Machine Learning is a branch of artificial intelligence which gives computers the ability to ‘learn’. In our latest blog, our CTO Simon Cole discusses why machine learning helps to uncover better trends in data, for enhanced business insights.
At Automated Intelligence, we analyse data. We take documents, millions or billions of them, and we look for patterns in that information. Why? So that organisations can make sense of what they hold and uncover the valuable information within it.
Machine learning is where we build a model of everything we know about data (structure, words, patterns etc), and then use that model and compare new data to it to make decisions about what it is.

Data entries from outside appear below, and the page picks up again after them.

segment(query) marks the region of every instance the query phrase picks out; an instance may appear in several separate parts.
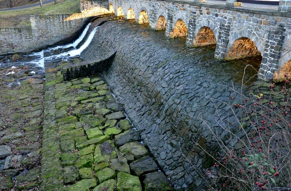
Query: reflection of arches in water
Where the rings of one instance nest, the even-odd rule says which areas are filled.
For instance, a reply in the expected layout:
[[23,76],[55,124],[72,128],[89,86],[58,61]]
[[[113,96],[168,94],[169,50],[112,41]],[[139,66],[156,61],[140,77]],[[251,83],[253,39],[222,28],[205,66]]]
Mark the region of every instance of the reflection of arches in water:
[[213,44],[216,44],[216,39],[212,30],[209,27],[201,27],[195,38],[195,45],[203,46]]
[[128,16],[127,19],[128,20],[129,19],[135,19],[135,16],[134,16],[134,11],[133,11],[133,9],[131,8],[129,9],[129,11],[128,11]]
[[255,43],[246,37],[236,40],[228,49],[225,60],[230,60],[261,55]]
[[156,25],[156,31],[165,30],[166,25],[167,21],[166,20],[165,17],[162,16],[160,16],[159,18],[158,18],[157,25]]
[[123,9],[121,7],[118,7],[117,8],[117,16],[124,16],[124,13],[123,13]]
[[170,32],[170,38],[180,37],[187,36],[187,28],[183,20],[178,19],[176,22],[173,31]]
[[141,11],[138,19],[138,23],[140,24],[148,23],[148,16],[146,11],[142,10]]

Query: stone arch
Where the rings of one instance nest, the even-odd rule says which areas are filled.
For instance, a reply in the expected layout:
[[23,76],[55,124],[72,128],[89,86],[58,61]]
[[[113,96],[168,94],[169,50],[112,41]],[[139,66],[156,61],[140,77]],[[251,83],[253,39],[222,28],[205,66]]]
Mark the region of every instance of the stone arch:
[[156,24],[156,31],[162,31],[166,30],[166,27],[167,25],[167,20],[164,16],[161,15],[157,21],[157,24]]
[[117,16],[124,16],[124,13],[123,13],[123,9],[120,6],[117,8]]
[[194,45],[202,47],[216,43],[216,38],[213,31],[210,27],[203,26],[200,28],[196,35]]
[[135,19],[135,16],[134,15],[134,11],[132,8],[130,8],[128,11],[127,18],[128,20],[129,19]]
[[181,19],[178,19],[175,24],[173,31],[170,32],[170,38],[176,38],[187,36],[188,29],[187,26]]
[[140,13],[138,23],[139,24],[148,23],[148,15],[144,9],[142,10]]
[[255,56],[261,56],[255,43],[248,38],[242,37],[236,39],[228,48],[226,60],[239,59]]
[[284,81],[286,80],[291,80],[291,59],[284,64],[279,72],[275,71],[272,80],[275,82]]
[[114,13],[114,7],[113,7],[113,5],[112,4],[112,3],[110,3],[110,4],[109,4],[109,12],[110,13]]

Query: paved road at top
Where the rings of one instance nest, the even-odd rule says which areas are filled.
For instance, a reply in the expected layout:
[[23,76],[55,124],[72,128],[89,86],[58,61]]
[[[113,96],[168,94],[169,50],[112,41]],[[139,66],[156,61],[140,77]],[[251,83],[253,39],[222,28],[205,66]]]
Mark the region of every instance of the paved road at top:
[[[45,1],[43,1],[43,5],[45,5],[46,4],[49,3],[53,2],[54,2],[54,0],[47,0]],[[21,6],[19,7],[12,7],[12,8],[6,8],[6,9],[0,9],[0,11],[12,11],[12,10],[18,10],[18,9],[26,9],[27,8],[37,7],[37,6],[39,6],[40,7],[40,5],[39,5],[39,2],[37,2],[37,3],[35,3],[34,4],[32,4],[30,5]]]

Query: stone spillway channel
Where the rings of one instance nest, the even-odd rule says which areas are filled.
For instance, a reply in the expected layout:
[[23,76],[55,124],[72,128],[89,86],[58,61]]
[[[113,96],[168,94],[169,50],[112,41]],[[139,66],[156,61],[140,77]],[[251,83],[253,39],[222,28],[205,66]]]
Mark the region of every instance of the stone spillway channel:
[[70,62],[1,86],[0,189],[172,190],[101,76],[63,81]]

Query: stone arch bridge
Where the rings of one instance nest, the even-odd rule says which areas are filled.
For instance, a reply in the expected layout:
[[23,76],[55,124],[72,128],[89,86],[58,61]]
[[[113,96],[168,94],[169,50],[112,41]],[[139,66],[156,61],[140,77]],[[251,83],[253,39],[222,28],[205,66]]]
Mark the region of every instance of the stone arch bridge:
[[176,0],[82,0],[80,3],[81,10],[98,7],[140,24],[148,23],[152,29],[165,30],[168,38],[185,36],[189,47],[216,43],[214,56],[218,59],[260,55],[261,80],[282,80],[291,70],[291,13]]

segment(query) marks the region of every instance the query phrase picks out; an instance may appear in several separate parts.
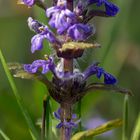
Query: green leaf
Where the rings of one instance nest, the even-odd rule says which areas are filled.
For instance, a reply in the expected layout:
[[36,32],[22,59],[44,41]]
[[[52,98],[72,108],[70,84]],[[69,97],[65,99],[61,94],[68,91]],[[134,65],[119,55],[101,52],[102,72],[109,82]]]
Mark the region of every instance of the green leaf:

We continue to retrain the base model so that the results become more and more accurate without any human intervention. This process effectively lets the computer become more intelligent over time.
Take a pharmaceutical company for example. It needs to find a specific drug name within the terabytes of its data, but the computer, in analysing that information, might notice that every time that drug is mentioned, another particular word appears within the document as well.
So, the computer is not only going to look for the specific search term, but will look for the other word because it knows, based on hundreds or thousands of hits, that the statistical relevance of those two things is very high.
The technology then returns documents which are every bit as accurate because it has ‘learnt’ about the context. Even if a person could read a million documents, it would be impossible for them to remember them all to find that connection.
Where Machine Learning has really added value to our solutions recently is something called ‘Named Entity Recognition’ for GDPR Subject Access Requests (SAR).
What that means is our technology, AI.DATALIFT, knows how to identify a person even if that person’s name isn’t mentioned in those documents whatsoever. Not once.
It allows us to identify when a piece of content contains details related to a person other than what we are looking for and, in that way, we can flag the data for review and direct the reviewer to the issue instantly. Combined with pattern matching, we can find things that the organisation didn’t even know it had.
How? Well, in analysing the data, we discover that when a name is mentioned, so too is a pattern which looks like a National Insurance Number (NINO). We can start to correlate occurrences and formulate a very accurate relationship of name to NINO.
Indirectly, from the NINO, we can identify other personal information by inference, again with a very high degree of confidence. We can build up a profile of a citizen and report on that data even though we may not actually have realised we had the information.
Ultimately this means more meaningful information- and that means better insights into your customers or users, and a more complete view over your entire data estate.
Using the power of machine learning we can ask questions of the data, the organisation can ask questions of the data, and the data can ultimately ask questions of itself to provide high business-value results.
That’s got us and our customers excited about where we can take machine learning and the problems we can solve for them.